Central Equity to Sell Port Melbourne Development Site
Managing director Eddie Kutner told Capital Gain the developer wants to focus its energy on its other inner-city apartment including a site in Jeffcot Street West Melbourne, and in Southbank, where it is marketing SouthbankOne and Vue Grand high rise towers.
This leaves its proposed 9-level mixed use office and apartment tower at 95 – 101 Bay Street surplus to the developer’s needs.
Currently a collection of disused warehouses, the property is the last remaining industrial site on Bay Street between the beach and Graham Street – now dotted with several high rise towers.
The ground levels of these buildings include retail space, which is extending the popular Bay Street shopping strip south, toward the beach.
Jones Lang LaSalle sales & investments executive Dominic Gibson says he expects the Central Equity site to arouse interest from developers wanting to capitalise on strong demand by owner occupiers, investors and renters. He is expecting the site to sell for more than $10 million.
Queensland-based developer First State Investments recently launched the bianca apartment project, on the former Teac site across the road from the Central Equity site.
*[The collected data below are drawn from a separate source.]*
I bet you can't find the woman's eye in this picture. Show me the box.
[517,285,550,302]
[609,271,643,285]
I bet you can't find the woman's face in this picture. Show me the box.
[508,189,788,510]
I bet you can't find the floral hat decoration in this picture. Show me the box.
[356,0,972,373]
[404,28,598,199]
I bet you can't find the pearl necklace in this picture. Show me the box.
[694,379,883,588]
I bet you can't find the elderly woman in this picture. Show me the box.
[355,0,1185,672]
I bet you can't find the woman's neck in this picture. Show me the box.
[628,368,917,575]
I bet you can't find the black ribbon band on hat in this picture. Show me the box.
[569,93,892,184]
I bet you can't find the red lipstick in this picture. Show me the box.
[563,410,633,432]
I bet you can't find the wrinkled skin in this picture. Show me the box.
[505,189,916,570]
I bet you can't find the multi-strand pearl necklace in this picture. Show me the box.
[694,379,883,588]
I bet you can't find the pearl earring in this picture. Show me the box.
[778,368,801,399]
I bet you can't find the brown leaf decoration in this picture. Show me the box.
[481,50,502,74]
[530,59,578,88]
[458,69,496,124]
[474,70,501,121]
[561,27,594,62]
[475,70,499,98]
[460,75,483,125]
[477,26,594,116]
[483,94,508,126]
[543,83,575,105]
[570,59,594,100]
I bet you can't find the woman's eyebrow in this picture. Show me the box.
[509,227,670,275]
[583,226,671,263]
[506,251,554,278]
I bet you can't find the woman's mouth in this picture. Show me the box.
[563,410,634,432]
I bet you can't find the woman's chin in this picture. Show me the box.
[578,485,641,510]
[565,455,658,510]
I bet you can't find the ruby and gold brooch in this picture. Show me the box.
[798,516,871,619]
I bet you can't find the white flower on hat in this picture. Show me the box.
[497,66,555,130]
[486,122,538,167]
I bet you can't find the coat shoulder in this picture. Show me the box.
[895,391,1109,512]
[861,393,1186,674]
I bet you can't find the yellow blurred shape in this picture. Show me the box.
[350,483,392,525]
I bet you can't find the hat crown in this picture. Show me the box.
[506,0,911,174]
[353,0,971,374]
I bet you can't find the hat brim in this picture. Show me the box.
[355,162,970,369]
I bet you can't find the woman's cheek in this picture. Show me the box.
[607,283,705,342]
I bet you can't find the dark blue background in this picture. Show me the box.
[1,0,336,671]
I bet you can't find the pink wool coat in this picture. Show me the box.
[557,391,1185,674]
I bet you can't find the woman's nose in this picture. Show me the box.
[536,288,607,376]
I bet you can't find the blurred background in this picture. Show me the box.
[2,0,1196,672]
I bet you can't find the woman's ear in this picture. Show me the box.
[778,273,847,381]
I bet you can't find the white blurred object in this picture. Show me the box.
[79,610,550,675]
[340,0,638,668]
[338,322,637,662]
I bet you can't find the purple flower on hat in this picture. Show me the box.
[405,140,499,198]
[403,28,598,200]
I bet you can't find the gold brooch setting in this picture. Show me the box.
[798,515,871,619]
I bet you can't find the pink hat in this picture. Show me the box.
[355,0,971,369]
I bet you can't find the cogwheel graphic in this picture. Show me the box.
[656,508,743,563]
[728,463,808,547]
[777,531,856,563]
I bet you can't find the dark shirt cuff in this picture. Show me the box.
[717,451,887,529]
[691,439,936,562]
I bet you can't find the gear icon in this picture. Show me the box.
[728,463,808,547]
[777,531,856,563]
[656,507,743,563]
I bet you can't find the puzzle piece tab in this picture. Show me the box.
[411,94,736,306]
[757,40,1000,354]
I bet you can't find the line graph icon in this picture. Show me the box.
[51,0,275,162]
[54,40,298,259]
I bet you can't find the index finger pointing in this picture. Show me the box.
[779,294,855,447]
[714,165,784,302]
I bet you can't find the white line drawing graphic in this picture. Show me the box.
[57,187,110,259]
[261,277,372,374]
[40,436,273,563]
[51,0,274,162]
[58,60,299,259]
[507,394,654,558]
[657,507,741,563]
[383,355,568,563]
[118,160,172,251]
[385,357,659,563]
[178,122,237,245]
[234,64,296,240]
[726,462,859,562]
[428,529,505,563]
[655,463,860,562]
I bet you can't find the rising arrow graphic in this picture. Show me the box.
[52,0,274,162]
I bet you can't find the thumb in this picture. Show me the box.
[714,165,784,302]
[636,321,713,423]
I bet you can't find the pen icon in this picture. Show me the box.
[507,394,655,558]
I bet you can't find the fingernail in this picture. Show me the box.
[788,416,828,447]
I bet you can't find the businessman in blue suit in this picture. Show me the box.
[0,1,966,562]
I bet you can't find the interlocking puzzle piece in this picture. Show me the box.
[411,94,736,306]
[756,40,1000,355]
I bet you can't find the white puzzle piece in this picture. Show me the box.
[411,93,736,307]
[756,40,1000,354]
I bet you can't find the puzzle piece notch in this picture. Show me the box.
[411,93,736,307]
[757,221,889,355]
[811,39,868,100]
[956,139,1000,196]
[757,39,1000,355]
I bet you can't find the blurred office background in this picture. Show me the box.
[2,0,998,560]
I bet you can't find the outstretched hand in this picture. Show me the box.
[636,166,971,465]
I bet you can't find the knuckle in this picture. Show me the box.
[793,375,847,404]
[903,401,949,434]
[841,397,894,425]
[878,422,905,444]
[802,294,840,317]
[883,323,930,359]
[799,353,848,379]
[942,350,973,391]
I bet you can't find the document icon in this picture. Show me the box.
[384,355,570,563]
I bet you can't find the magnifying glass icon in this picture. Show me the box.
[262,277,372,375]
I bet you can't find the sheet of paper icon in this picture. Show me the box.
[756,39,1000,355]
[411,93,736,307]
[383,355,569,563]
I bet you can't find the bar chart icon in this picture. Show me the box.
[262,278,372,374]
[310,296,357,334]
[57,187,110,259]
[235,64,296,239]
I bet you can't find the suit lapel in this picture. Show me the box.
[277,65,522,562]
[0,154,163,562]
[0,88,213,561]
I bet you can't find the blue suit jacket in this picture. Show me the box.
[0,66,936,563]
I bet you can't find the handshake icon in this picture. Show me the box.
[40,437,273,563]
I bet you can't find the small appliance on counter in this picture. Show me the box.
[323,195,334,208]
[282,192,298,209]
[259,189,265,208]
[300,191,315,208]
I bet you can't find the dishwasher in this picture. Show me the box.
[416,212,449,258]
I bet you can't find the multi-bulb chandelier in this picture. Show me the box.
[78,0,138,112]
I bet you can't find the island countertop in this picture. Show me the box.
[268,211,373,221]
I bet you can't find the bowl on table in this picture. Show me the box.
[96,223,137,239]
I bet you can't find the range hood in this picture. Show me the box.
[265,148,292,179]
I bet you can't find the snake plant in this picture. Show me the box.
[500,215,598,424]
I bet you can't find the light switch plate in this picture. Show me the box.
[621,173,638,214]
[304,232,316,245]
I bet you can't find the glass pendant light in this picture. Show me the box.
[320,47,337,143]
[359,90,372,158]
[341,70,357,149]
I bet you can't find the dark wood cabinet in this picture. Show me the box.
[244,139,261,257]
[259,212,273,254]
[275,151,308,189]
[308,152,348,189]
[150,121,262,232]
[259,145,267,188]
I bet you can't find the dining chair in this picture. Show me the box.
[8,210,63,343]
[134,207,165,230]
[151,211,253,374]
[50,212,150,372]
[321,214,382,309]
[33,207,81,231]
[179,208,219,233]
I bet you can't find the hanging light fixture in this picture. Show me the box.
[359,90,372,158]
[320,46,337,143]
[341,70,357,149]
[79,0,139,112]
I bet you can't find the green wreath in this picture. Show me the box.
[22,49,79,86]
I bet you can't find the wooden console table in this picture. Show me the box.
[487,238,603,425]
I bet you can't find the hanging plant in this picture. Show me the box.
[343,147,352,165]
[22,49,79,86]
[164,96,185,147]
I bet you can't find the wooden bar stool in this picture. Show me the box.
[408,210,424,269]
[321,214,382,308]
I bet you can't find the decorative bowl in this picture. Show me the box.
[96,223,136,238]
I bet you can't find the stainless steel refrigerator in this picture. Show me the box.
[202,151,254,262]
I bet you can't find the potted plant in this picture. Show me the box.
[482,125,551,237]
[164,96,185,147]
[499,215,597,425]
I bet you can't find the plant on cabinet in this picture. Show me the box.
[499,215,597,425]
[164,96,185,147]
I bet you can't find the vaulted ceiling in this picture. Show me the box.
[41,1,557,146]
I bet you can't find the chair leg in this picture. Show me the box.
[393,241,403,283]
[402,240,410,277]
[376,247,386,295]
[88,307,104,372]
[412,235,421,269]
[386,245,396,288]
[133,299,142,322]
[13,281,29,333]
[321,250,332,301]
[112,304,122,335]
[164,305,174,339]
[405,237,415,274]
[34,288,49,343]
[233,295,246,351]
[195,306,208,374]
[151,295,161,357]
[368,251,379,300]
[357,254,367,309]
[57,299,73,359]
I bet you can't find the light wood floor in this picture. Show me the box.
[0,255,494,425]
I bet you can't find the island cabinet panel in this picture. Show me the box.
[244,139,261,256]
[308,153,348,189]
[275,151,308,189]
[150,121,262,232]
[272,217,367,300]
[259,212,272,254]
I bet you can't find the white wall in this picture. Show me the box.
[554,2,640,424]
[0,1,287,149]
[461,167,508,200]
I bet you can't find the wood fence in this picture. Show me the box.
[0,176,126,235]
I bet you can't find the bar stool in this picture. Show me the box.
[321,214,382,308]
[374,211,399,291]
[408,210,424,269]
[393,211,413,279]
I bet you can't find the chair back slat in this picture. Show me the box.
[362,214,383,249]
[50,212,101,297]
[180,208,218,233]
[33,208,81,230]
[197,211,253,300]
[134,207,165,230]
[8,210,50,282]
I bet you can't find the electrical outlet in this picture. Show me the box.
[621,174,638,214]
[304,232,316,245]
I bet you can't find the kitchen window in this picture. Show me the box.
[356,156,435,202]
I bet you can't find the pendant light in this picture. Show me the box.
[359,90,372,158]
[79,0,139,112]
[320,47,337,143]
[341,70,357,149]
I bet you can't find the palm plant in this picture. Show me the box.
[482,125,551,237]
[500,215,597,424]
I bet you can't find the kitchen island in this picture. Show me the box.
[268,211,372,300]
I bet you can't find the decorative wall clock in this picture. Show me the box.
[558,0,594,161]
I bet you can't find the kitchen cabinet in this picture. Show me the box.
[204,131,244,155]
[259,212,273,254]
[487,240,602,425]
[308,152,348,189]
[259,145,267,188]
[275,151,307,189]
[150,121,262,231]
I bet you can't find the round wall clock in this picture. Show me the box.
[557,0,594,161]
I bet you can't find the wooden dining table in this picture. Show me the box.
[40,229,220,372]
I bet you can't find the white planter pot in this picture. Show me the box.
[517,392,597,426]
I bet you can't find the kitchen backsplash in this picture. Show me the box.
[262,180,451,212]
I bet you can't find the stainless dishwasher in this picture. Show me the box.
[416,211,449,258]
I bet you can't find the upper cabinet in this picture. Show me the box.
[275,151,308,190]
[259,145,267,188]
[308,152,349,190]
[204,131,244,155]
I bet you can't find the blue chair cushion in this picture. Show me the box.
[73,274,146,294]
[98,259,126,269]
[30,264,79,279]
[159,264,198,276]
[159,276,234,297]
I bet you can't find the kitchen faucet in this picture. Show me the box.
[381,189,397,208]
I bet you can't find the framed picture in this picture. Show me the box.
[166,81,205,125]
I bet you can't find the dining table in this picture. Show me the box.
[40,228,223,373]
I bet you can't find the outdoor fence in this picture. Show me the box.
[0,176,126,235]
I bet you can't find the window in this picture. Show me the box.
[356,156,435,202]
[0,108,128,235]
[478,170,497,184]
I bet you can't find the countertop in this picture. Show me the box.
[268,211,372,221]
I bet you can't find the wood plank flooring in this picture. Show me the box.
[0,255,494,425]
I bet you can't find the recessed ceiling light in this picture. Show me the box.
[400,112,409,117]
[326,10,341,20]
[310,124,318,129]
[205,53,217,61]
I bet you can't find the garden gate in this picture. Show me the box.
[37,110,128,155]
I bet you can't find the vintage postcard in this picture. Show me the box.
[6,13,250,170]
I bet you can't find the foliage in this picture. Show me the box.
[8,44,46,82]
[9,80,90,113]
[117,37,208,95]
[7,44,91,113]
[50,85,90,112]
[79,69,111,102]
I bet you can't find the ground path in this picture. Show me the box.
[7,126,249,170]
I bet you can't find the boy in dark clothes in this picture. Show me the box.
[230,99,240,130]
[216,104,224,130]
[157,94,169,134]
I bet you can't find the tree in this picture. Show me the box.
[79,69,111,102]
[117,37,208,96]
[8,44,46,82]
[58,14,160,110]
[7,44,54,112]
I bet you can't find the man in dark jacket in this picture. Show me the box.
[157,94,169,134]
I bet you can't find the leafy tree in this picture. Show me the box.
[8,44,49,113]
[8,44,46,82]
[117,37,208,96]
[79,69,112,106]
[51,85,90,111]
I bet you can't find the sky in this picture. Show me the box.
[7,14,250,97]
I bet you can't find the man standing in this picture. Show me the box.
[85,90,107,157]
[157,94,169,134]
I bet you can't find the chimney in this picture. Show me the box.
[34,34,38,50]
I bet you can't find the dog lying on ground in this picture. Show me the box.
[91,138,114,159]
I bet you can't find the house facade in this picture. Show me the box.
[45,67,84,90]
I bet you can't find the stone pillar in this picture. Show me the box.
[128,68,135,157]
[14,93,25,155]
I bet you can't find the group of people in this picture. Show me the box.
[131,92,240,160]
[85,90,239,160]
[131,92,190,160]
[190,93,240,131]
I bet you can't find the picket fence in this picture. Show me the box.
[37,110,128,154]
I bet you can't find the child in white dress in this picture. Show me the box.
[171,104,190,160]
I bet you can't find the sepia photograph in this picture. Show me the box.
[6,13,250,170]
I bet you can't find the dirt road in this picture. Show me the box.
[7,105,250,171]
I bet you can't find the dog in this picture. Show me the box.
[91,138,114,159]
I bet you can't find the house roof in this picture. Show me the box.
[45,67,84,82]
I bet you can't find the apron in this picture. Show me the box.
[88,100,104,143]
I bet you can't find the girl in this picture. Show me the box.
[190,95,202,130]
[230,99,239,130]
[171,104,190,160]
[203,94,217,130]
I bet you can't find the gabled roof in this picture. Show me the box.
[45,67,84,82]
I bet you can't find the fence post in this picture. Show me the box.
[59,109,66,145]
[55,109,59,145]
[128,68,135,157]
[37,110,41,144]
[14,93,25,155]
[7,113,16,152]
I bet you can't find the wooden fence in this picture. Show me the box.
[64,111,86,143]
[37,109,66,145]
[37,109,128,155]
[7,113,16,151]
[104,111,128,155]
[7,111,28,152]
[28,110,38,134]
Prices in bianca have surpassed $15,000 per square metre, setting a new record for the suburb.
Central Equity is synonymous with high density apartment development in Melbourne and is responsible for building the bulk of Southbank’s apartments in the 1990s. It privatised in 2006 amid shareholder unrest, in part to do with high salaries paid to its directors Eddie Kutner, Dennis Wilson and John Bourke.